Aynen öyle müdür bey dedi Ahmet.
Anlat öyleyse.
.
Hocam, bizim çocukluğumuzda benim ilçemde ortaokul yoktu.İlkokulu bitirdikten sonra babam ve bizim kasabadan birkaç arkadaşımızın babaları bizi komşu ilçeye okumak üzere orta okula yazdırdılar.O ilçeden ev kiralayıp bizi okumak üzere götürdüler.Evimize de ihtiyaçlarımızı ve harçlıklarımızı bırakıp döndüler.Biz okumaya başladık.Zaman geçtikçe bende okula karşı bir ilgisizlik oluştu.Dersler bana ağır geliyor,kitap okumak zoruma gidiyordu.Ben de dersleri boş vermeye ,başka işlerle uğraşmaya başladım.Öğretmenlerimiz ödev verdiğinde arkadaşlarım oturup o ödevleri yaparken, ben bunları yapmak istemiyordum.Arkadaşlarıma, siz benim ödevlerimi de yapın ben de evin bulaşıklarını yıkayayım,evi süpüreyim diyordum.Zaman böyle geçti.Doğaldır ki ben sınıfları geçemedim.Arkadaşlarım sınıfları geçerek ortaokulu bitirip daha üst okullara devam ettiler.Bir kısmı da öğretmen oldu.Şu anda okulumuzda görev yapan Durmuş ve Ali beyler ortaokuldan benim ev ve sınıf arkadaşlarım olurlar.Onlar tercihlerini ders çalışmaktan yana yaptılar ben ise bulaşık yıkama ve ev temizlik işlerinden yana yaptım.

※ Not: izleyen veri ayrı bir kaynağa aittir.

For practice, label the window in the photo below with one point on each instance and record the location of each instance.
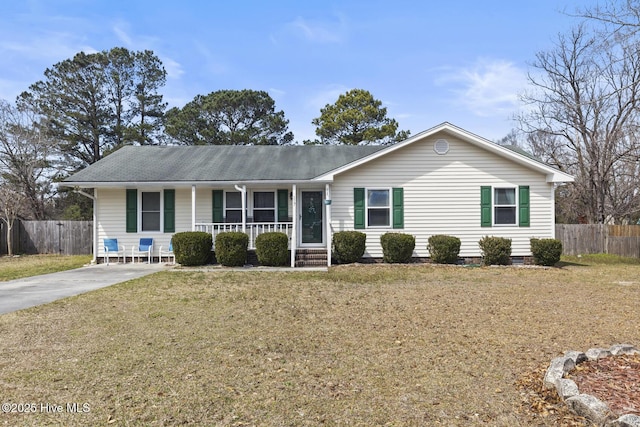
(264, 206)
(150, 211)
(504, 206)
(233, 206)
(378, 208)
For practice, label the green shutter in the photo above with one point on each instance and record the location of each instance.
(283, 205)
(358, 208)
(398, 208)
(485, 206)
(218, 207)
(523, 206)
(169, 211)
(132, 211)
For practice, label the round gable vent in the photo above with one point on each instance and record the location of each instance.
(441, 146)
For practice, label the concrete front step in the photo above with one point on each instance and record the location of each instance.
(311, 258)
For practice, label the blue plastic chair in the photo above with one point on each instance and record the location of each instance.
(144, 249)
(111, 247)
(168, 253)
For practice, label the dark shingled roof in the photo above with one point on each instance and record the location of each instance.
(219, 163)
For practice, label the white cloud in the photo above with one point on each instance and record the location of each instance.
(486, 88)
(317, 31)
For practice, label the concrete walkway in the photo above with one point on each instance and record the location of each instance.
(31, 291)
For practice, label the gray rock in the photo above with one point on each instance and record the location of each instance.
(557, 368)
(590, 407)
(628, 420)
(618, 349)
(577, 356)
(566, 388)
(597, 353)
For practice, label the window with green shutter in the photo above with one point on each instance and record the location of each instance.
(358, 208)
(485, 206)
(523, 206)
(378, 207)
(217, 207)
(169, 211)
(504, 206)
(398, 208)
(132, 211)
(283, 205)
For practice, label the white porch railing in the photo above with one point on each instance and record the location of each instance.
(253, 229)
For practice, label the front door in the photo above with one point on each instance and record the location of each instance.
(311, 215)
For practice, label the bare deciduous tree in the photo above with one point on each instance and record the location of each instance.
(584, 119)
(26, 158)
(11, 204)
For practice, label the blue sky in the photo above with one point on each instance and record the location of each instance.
(464, 62)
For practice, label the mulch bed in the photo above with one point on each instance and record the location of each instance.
(615, 380)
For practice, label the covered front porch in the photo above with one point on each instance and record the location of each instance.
(302, 213)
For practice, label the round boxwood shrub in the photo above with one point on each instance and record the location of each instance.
(348, 246)
(231, 248)
(495, 250)
(546, 251)
(272, 248)
(192, 247)
(444, 249)
(397, 247)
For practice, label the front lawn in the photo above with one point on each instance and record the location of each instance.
(17, 267)
(359, 345)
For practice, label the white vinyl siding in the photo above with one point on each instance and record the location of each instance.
(442, 195)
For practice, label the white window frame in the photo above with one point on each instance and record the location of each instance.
(226, 208)
(274, 208)
(389, 206)
(141, 211)
(497, 206)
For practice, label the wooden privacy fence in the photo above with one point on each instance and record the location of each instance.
(49, 237)
(577, 239)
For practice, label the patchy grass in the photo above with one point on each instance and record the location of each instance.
(17, 267)
(359, 345)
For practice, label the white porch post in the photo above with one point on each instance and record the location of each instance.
(327, 197)
(243, 191)
(294, 225)
(95, 227)
(193, 207)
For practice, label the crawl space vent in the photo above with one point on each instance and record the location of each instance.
(441, 146)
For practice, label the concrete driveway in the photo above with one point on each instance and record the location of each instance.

Sonuç olarak onlar halen ellerinde kalem tutuyor ben ise süpürge.Bu durum bu günlerde çok zoruma gidiyor ama çok geç ,dedi.
.
Müdür yutkundu,bir şeyler söylemek istedi,söyleyemedi.Meslek hayatı boyunca,öğretmen olarak karşılaştığı zorluklar gözünün önünden şerit gibi geçti.Öğretmenlerin en ufak bir hatası karşısında,velilerin büyük tepkileri,öğrencilerin isyanları,öğüt vermeye çalıştığı insanların hakaretleri ve kabalıkları,buna rağmen sabırla onlara yardım etme çabaları,teker teker gözünün önüne geldi.Kendi kendine işte biz öğretmenler,eğitim çalışmalarımız sırasında tam da bu fikri anlatmaya çalışıyoruz,ama anlatamıyoruz diye düşündü.Bu örneği herkes duymalı dedi kendi kendine.
.
Müdür,Ahmet efendiye döndü .Ahmet efendi,canın sağ olsun,sağlığın yerinde ya,sen ona bak.Çocuklarını iyi yetiştirmeye çalışıyorsun.Önemli olan bu dedi.Senin yaptıkların da bir hizmettir.Her iş yapılacak.Bu işi de birileri yapacak,önemli olan yaptığımız işi namuslu,dürüst bir şekilde yapmak dedi.
.
Çaylarını içip konuşmayı sonlandırdılar.Ahmet Efendinin arkasından bakakalan müdür derin düşüncelere daldı.
.
Hayat tercihler manzumesidir.Tercihlerimiz bizi yönlendirir.Hayatta neyi istiyorsak o oluruz.
.
Çelişkiler her zaman gözümüzün önündedir.Önemli olan,biz onları görebiliyormuyuz.